Points awarded by Russia
| Score | Country |
|---|---|
| 12 points | Denmark |
| 10 points | Croatia |
| 8 points | Malta |
| 7 points | Macedonia |
| 6 points | Romania |
| 5 points | Switzerland |
| 4 points | Germany |
| 3 points | France |
| 2 points | Spain |
| 1 point | Latvia |

==After Eurovision==

"Alsou's second-placing was seen by many as a triumph for her homeland, after recent Eurovision contests had brought humiliation for top flight Russian singers at the annual event – broadcast around the world to an audience estimated at 100 million viewers. Even though Alsou calls England home for now, her success caused a major splash in the national newspapers here. Several papers said the Eurovision result was sweet balm for national pride, wounded by the national hockey team's disastrously low 11th place at the world championships, which finished last Sunday in St. Petersburg."
— —Alexander Bratersky from The Moscow Times on result's reception in Russia.

===Reception===
Russia's success at the contest was greeted with positive reactions in the Russian press; Vechernyaya Moskva proclaimed the result "a matter of national pride", while Kommersant opined that Alsou "has regained the national prestige that was ruined by Russian hockey" and labelled the result "near-triumph". Alsou herself stated that she did not expect such a result and was "immensely happy that [she] was able to support the musical glory" of Russia. On 26 May, a press conference dedicated to Alsou's participation in Eurovision was held in Moscow. At the conference, a film about Alsou's preparation for the contest and behind-the-scenes reports were shown. Following the contest, "Solo" was released as a single. In August 2000, it became the biggest-selling single in Russia, with 64,000 copies sold, and received a diamond certification from Universal Music. (Note: This record has been broken by Enrique Iglesias and Alsou song "You're My #1".)

===Impact and legacy===
Fricker and Gluhovic credited Russia's success in 2000 for starting the nation's "more focused and concerted pursuit of Eurovision gold", which included "consciously modeling their singers and musical material on Europop." Yana Nevskaya from Amurskaya Pravda expressed that after 2000, Eurovision has become an important and iconic contest for Russian viewers. Aleksey Kryzhevsky of Expert opined that country's placement "strengthened the foreign reputation of Russian pop". Journalists attributed Alsou's commercial success and rise in popularity to Russia's second-place finish. In a 2022 Billboard article, Junk said:

I wanted our artist Alsou to represent Russia at Eurovision because I was hoping it would help promote her new album in Europe. Access to 300 million television viewers across 24 countries – what a great opportunity. It was the first TV performance for this young 16-year-old girl. After a few poor placings, she brought prestige back to the country on an international stage.

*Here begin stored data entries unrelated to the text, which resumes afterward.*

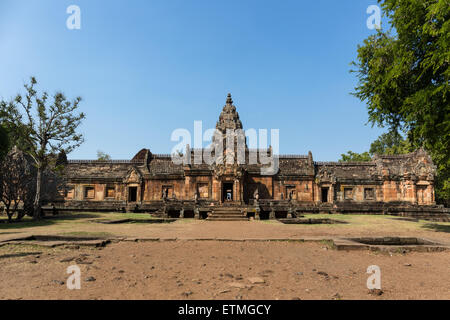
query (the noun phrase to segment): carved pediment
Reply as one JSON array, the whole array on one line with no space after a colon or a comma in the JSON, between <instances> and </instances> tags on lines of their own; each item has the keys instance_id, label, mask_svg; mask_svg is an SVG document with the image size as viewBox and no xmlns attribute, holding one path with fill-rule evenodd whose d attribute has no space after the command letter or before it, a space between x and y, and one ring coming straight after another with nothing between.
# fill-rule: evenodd
<instances>
[{"instance_id":1,"label":"carved pediment","mask_svg":"<svg viewBox=\"0 0 450 320\"><path fill-rule=\"evenodd\" d=\"M130 183L141 183L142 182L142 174L139 172L139 170L135 167L131 167L128 170L127 175L123 179L124 183L130 184Z\"/></svg>"},{"instance_id":2,"label":"carved pediment","mask_svg":"<svg viewBox=\"0 0 450 320\"><path fill-rule=\"evenodd\" d=\"M214 167L214 177L216 179L229 176L235 179L240 179L244 175L244 169L237 165L219 164Z\"/></svg>"},{"instance_id":3,"label":"carved pediment","mask_svg":"<svg viewBox=\"0 0 450 320\"><path fill-rule=\"evenodd\" d=\"M419 162L414 168L414 173L423 179L434 180L434 168L430 165L426 165L423 162Z\"/></svg>"},{"instance_id":4,"label":"carved pediment","mask_svg":"<svg viewBox=\"0 0 450 320\"><path fill-rule=\"evenodd\" d=\"M320 168L317 174L318 182L336 182L334 172L329 168Z\"/></svg>"}]
</instances>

Various Eurovision participants, such as 2011 Eurovision winners for Azerbaijan Ell & Nikki and 2018 Russian representative Yulia Samoylova, cited the performance as an influence for their own participations in the contest. Retrospectively, Alsou's performance was listed as one of the best Russian Eurovision performances by publications such as Cosmopolitan, STB, TV Centre and the Russian edition of Glamour magazine. MTS included the performance on their list of most iconic Eurovision performances, a 2016 Wiwibloggs poll resulted in "Solo" being chosen as the third-best Russian Top 5 Eurovision song, and in 2021, music critic Artem Makarsky, in an article for The Village, placed it at number 9 of his ranking of Russia's Eurovision performances.